If you flaunt your expensive Rolex watch on Facebook from 2017-18 onwards, chances are that the income taxdepartment is watching you.
The department is planning to include information given on social media under its Project Insight, a project to do data mining to nab high spenders who may not be reporting their true income.
“If you flaunt that you have gone on an expensive trip to a foreign location on Facebook and other social media, we will gather that information to match it with your income declared,” a finance ministry official said.
Another official also said Project Insight will include information from social media in its data mining.
“Project Insight will essentially do data mining. It will use inputs from various sources. Social media would be one of those,” he said.
Project Insight, work on which has begun, will come into effect from 2017-18.
When asked whether it would become operational from the beginning of the next financial year, an official said that the nitty-gritty is yet to be worked out.
Through annual information return and third party reporting, the Central Board of Direct Taxes (CBDT) gets a lot of information in its system. Since it is not humanly possible to look into all this information, Project Insight will help to mine these data.
The project will identify what kind of expenses were incurred and investments made by a taxpayer. Immediately, the department would get to know what he has declared is correct or not.
Information technology firm L&T Infotech will assist the tax department to nab evaders. The IT firm will profile all taxpayers and flag high risk individuals using technology. So if you missed paying your taxes, but head to a luxury mall and splurge, you might get caught.
The approximately Rs 1,000-crore project will use technology to allow the government to collate all the information available with the income tax department from various sources and systemically profile people using permanent account number (PAN) details.
The project will integrate enterprise data warehouse, data mining, web mining, predictive modelling, data exchange, master data management, centralised processing, compliance management and case analytics capabilities.
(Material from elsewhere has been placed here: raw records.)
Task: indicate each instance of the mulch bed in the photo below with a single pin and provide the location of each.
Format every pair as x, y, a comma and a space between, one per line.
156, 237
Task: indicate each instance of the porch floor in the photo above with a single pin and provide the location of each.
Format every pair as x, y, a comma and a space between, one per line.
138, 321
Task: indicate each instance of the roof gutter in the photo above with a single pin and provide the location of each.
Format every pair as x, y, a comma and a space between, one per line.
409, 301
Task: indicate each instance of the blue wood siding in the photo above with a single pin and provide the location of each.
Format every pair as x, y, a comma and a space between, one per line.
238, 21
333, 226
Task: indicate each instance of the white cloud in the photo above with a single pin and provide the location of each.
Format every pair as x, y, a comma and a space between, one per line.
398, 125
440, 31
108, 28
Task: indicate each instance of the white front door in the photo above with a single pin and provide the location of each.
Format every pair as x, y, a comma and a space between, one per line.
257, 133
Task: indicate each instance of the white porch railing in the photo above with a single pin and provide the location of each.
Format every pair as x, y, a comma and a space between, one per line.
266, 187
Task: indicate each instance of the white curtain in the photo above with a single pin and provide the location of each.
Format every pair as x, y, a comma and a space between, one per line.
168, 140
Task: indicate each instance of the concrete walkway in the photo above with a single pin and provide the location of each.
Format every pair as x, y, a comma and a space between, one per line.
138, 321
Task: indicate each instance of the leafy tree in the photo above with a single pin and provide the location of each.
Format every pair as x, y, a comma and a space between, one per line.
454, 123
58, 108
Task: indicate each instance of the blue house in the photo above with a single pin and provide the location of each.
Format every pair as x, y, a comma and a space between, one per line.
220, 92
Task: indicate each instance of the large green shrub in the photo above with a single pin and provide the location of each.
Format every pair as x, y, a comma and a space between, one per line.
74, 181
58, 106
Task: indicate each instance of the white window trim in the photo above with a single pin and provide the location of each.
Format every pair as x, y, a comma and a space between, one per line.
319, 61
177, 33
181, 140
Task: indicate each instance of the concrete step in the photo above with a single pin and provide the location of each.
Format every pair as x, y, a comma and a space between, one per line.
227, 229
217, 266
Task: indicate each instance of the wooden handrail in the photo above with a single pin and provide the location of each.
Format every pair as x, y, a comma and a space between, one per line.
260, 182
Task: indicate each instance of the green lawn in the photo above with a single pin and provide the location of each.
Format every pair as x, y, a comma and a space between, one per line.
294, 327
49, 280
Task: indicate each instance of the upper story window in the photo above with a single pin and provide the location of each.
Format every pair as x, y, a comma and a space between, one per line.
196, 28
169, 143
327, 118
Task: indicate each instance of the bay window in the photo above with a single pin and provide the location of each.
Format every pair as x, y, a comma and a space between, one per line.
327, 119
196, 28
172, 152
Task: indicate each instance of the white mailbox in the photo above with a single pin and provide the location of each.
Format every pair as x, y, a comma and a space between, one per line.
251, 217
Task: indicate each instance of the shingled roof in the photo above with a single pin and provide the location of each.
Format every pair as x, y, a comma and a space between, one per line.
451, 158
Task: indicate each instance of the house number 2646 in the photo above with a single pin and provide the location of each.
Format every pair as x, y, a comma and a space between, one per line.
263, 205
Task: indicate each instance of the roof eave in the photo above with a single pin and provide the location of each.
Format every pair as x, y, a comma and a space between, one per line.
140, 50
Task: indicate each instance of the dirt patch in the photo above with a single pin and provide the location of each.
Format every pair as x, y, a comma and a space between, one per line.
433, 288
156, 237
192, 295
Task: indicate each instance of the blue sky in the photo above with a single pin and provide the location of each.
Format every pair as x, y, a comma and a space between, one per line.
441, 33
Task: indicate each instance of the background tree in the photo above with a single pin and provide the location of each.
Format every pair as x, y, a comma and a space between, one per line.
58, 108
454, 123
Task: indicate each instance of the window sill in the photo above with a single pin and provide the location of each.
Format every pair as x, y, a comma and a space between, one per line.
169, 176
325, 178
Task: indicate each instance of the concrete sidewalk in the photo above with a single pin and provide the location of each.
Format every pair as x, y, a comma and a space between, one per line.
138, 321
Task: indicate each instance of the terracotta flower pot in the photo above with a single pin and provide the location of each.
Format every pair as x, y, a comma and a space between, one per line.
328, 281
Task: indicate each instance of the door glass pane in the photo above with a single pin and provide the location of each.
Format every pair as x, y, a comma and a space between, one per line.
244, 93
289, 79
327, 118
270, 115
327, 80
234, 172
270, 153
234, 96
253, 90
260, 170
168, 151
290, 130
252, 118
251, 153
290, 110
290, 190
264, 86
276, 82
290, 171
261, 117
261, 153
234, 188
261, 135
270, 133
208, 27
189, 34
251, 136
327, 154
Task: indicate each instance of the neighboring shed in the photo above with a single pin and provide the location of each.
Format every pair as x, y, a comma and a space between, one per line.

Several government departments like CBDT, intelligence bureau and others are working closely on the project.
Through profiling, all transactions by a person, including the purchase of immovable property, jewellery and vehicles, will be available with the tax department in a systematised manner, making identification of tax evaders simpler. The move is also aimed to widen the tax base, which currently is about 5.43 crore.
The project will also track the PANs being quoted in financial transactions and tally them with income tax filings.
The special investigative team on black money has in a report recommended banning cash transactions over Rs 3 lakh.
The project is also expected to rank tax evaders based on the amount of tax that could be recovered, so that the authorities could go after the highest value targets first.